• neutropenia;
  • Filgrastim;
  • chemotherapy;
  • nonsmall cell lung carcinoma;
  • dose-dense



Vinorelbine and docetaxel are active single agents in the treatment of nonsmall cell lung carcinoma (NSCLC) and may provide enhanced activity when combined in a dose-dense fashion. The efficacy and safety of this combination was assessed when it was administered every 14 days with Filgrastim support in a community practice setting.


This open-label study was conducted at 12 community oncology practices in the United States. Sixty-one chemotherapy-naive patients with Stage IIIB/IV NSCLC received vinorelbine 45 mg/m2 followed by docetaxel 60 mg/m2 on Day 1 and Filgrastim 5 mcg/kg beginning on Day 2, with cycles repeated every 14 days.
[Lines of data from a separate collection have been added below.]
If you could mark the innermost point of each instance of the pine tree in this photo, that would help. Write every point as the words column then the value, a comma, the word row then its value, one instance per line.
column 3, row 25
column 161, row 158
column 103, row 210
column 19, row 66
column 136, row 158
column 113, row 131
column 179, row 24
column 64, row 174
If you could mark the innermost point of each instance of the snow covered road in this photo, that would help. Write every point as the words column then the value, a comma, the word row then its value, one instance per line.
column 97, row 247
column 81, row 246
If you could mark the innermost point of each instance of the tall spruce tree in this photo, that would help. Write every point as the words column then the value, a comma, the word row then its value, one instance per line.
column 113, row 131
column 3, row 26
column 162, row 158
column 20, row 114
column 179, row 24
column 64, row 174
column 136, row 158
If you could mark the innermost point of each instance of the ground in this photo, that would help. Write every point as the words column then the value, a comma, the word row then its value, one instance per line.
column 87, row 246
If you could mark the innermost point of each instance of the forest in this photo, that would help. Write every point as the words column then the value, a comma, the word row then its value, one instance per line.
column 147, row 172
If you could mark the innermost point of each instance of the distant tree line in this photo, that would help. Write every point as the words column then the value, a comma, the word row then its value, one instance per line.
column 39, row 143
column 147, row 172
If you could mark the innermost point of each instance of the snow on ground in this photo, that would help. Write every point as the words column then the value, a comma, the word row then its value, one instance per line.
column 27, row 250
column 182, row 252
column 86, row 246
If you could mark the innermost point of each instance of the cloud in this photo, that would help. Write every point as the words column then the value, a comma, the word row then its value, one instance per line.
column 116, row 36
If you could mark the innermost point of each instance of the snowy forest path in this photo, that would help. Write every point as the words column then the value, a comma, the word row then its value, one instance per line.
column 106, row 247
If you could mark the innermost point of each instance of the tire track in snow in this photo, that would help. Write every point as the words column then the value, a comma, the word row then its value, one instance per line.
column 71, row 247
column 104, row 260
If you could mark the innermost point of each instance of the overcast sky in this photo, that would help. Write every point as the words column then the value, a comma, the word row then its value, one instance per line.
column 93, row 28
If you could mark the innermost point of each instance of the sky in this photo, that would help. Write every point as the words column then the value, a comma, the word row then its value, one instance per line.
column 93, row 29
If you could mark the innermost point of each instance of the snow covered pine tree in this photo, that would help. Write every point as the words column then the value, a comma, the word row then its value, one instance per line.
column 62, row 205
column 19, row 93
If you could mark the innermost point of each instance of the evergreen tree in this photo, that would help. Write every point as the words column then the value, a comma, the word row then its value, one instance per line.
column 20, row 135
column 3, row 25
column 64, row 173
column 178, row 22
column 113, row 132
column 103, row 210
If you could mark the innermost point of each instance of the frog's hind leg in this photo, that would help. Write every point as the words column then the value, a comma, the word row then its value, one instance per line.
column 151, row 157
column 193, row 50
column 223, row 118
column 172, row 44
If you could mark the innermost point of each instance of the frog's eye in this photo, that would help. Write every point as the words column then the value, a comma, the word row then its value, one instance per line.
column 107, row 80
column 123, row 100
Among 61 enrolled patients, 44% of patients had either a complete or partial response as their best response, and 27% of patients had confirmed complete or partial responses. The median time to confirmed response was 1.9 months (95% confidence interval [95% CI], 0.9–2.3 mos), and the median duration of confirmed response was 6.0 months (95% CI, 3.1–14.4 mos). The median time to disease progression was 4.9 months (95% CI, 3.8–5.8 mos). With a median follow-up of 14.3 months, the median survival was 12.9 months (95% CI, 8.1–14.3 mos), and the 1-year survival rate was 56% (95% CI, 43–69%). The relative dose intensity was 94% for vinorelbine and 93% for docetaxel. Febrile neutropenia occurred in 9 patients (15%) and during 9 of 351 cycles (3%).


It was possible to administer dose-dense vinorelbine and docetaxel chemotherapy with Filgrastim support, beginning in the first cycle, to patients with NSCLC who were treated in a community practice setting. Cancer 2005. © 2005 American Cancer Society.